El anciano elevó el rostro y se pasó la mano por su tupida barba gris. Luego se sacó el reloj del bolsillo y vio que ya habían pasado treinta minutos desde la hora acordada. Por fin alguien abrió la puerta:

–Llegas tarde –dijo Russell.

Billy entró cabizbajo, como siempre; muy cansado, también como siempre. Sentó su desgarbado cuerpo junto a los demás y ni siquiera se molestó en saludar.

–Bueno, señores… –dijo Russell–; como ya saben, los he reunido para que mañana partamos en busca del Wingakaw. Nos quedaremos una noche en el bosque y al regresar les daré el dinero que les prometí. Si logramos cazarlo, vivo o muerto, les duplicaré la paga.

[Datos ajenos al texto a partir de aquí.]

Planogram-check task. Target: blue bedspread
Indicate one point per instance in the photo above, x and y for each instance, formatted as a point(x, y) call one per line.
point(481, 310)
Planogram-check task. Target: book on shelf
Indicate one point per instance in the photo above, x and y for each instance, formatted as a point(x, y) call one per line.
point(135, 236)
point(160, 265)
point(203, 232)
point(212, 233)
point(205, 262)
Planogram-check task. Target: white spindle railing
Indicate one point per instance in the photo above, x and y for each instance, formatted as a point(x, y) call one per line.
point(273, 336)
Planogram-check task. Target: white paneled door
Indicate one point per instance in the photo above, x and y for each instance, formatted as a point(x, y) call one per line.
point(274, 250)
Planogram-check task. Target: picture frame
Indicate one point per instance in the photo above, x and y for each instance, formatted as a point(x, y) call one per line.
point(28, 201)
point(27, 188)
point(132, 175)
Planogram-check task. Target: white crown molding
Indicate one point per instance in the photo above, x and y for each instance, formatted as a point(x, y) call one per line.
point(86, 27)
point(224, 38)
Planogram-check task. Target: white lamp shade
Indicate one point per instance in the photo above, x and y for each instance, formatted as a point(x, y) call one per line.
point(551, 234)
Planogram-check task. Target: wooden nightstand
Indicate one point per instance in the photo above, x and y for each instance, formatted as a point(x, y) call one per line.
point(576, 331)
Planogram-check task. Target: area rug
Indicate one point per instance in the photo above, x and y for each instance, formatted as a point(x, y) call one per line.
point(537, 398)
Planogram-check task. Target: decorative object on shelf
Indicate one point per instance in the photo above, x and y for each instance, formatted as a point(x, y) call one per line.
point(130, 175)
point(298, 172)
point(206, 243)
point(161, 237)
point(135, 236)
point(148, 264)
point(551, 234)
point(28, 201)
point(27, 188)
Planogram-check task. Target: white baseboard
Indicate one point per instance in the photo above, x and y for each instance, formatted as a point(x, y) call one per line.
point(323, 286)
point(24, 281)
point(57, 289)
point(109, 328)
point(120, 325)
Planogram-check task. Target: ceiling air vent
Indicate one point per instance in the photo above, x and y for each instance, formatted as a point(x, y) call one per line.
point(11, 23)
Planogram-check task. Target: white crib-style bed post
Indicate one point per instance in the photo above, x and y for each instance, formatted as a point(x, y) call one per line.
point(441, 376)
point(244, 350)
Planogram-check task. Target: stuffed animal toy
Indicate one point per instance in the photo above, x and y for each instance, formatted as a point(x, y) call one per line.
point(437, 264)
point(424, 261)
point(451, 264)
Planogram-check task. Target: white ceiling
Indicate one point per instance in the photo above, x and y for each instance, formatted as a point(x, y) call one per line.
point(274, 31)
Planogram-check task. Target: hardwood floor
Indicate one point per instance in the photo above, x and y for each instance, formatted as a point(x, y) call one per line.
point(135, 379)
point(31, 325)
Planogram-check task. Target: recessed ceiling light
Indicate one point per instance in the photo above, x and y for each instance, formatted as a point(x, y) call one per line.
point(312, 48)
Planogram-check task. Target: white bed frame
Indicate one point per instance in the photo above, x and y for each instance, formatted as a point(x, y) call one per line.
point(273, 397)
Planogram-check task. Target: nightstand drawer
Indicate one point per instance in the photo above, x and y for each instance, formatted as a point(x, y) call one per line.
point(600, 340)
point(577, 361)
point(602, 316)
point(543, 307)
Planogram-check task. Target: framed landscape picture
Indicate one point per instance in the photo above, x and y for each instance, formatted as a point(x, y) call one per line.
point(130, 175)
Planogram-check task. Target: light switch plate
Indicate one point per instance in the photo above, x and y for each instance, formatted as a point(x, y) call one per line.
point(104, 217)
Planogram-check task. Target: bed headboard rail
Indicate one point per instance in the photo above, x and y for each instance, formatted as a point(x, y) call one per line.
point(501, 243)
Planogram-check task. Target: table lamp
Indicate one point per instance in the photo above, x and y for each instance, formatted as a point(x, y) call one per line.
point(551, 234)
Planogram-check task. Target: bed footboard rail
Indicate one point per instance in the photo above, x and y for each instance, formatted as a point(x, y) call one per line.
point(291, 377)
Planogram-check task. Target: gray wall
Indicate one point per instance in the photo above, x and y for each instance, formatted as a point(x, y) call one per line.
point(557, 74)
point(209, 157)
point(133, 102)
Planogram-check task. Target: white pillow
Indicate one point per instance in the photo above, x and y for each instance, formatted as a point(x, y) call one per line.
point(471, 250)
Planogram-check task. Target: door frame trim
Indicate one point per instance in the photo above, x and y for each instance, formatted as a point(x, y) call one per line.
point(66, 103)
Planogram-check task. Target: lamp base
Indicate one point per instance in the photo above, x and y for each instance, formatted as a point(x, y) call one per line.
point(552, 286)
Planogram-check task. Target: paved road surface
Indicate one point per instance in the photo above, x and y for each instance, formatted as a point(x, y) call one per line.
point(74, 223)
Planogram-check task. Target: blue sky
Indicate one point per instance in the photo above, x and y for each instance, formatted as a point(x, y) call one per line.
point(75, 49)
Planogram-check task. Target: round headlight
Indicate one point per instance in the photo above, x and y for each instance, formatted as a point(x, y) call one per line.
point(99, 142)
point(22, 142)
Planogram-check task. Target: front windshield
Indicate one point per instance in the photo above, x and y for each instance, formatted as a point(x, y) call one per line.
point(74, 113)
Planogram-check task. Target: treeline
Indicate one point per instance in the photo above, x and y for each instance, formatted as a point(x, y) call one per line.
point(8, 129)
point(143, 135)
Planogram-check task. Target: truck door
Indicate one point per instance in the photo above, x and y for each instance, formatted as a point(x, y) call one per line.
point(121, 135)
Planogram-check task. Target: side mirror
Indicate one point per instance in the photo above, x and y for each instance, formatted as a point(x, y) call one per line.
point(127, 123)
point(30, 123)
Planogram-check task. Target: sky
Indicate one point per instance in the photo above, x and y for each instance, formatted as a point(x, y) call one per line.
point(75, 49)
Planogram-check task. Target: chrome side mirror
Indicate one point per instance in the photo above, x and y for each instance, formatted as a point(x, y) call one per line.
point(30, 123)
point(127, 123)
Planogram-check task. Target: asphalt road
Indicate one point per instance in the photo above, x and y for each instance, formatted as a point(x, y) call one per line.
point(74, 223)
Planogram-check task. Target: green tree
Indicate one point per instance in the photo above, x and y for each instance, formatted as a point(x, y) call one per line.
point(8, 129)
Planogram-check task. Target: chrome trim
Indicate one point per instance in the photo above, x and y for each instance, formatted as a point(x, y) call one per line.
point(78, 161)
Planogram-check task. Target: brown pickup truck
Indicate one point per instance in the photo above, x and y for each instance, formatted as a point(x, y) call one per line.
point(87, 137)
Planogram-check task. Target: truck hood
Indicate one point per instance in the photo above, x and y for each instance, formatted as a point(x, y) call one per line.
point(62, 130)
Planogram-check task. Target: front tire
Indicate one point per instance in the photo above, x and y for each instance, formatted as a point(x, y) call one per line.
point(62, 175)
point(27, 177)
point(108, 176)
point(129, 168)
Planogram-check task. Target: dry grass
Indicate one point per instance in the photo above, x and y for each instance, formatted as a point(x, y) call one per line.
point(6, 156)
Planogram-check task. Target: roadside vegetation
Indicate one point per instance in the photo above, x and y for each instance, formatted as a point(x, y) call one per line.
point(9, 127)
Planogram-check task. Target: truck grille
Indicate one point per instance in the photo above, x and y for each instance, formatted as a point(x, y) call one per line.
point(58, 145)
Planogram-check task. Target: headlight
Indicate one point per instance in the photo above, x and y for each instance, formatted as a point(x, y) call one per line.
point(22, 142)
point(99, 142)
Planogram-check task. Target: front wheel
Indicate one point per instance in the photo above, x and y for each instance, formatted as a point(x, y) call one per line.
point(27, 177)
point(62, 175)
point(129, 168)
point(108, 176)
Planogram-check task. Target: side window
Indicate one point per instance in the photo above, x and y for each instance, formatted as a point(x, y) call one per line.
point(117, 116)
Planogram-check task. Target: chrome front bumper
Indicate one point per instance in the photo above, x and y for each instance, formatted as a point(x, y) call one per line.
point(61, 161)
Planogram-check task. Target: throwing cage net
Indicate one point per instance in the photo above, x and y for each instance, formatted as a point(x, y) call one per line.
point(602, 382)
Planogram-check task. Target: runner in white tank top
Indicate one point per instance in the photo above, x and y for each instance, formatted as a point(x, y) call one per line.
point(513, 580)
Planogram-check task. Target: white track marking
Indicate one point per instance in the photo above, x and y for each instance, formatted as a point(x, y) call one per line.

Los seis hombres se miraron satisfechos; la paga ya era buena de por sí, y duplicada sería más dinero que el que cualquiera de ellos hubiese visto jamás. Confiaban en él; el anciano tenía más que suficiente para pagarles pues había sido afortunado durante la fiebre del oro.

La cabaña parecía ser la de un cazador experimentado. Las paredes estaban adornadas con animales disecados. Allí había una cabeza de jabalí, una de jaguar y, por supuesto, una enorme cabeza de alce sobre la chimenea. Una esquina estaba ocupada por un oso grizzly de cuerpo completo en posición de ataque. En diagonal a éste había un marco con un espacio vacío, justo encima de una placa dorada en la que podía leerse la palabra «Wingakaw».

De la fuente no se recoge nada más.